Often couples come to therapy when they are desperate, as a last resort, when the relationship is in jeopardy. This is understandable for many reasons. Often one person will want therapy while their partner has doubts. Also, it is not uncommon to feel embarrassed, or think that the problems will go away in time. However, relationship problems are more easily resolved when they are acknowledged before the stage when both partners bicker constantly, can barely tolerate the other’s presence, or worse, just don’t care anymore.

While many couples make a mutual decision to seek counseling, it is often one partner who initiates with the other following reluctantly, anticipating that all of their behaviors will be attacked and no compromises will be made by their partner, especially when there are issues such as infidelity or substance abuse. It is also common for men to fear that a female counselor will take the woman’s side. My role is not to take sides, but to champion the couple and each partner, and ensure that both are heard.

Effective marriage counseling requires compromise and a willingness to change. Changes may be different ways of interacting within the relationship, or individual changes relating to the behavior of one or both partners — ideally both partners — but even if only one partner is willing to change, it can have a positive impact on the relationship.

If your partner is reluctant to come in, please consider coming to therapy alone, as this is likely to affect change in your relationship. It is not unusual for people to join their partners in therapy because they feel less threatened, have more hope, don’t want to be left out, or they’re just plain curious.

I recognize that the dynamics of your relationship are complex and will not make decisions about fault — assigning blame is never a part of good therapy. Instead, my role is to be non-judgmental while facilitating better communication between you and your partner, and helping explore your concerns productively. While most couples seek help to repair or strengthen their relationship, others make the decision to separate.
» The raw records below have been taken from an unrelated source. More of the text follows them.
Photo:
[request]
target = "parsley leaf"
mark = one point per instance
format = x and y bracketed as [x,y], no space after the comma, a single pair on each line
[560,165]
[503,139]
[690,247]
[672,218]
Therapy can also be beneficial in these instances to minimize the negative impact on each individual, and address the underlying issues in order to minimize their effect on future relationships.

Common Areas Addressed in Marriage Counseling

  • Frequent fighting
  • Not feeling close/feeling emotionally disconnected
  • Deepening your knowledge of the inner workings of your spouse.
  • Commitment issues, i.e. infidelity
  • Rebuilding trust Parenting disagreements
  • Sexuality, e.g. loss of desire
  • Dealing with addictions and recovery issues
  • Communicating about difficult subjects
  • Practicing empathy, kindness and respect
  • Containing and de-escalating your conflicts.
  • Divorce mediation
  • How to take responsibility for your contribution to relationship issues.
  • Physical illness of self or partner
  • Abuse (verbal or physical)
  • Financial worries/Extended unemployment/Money conflicts
  • Grief and loss
  • Extended family difficulties
  • Understanding your family of origin (as well as your partner’s) and how it plays out in your relationship.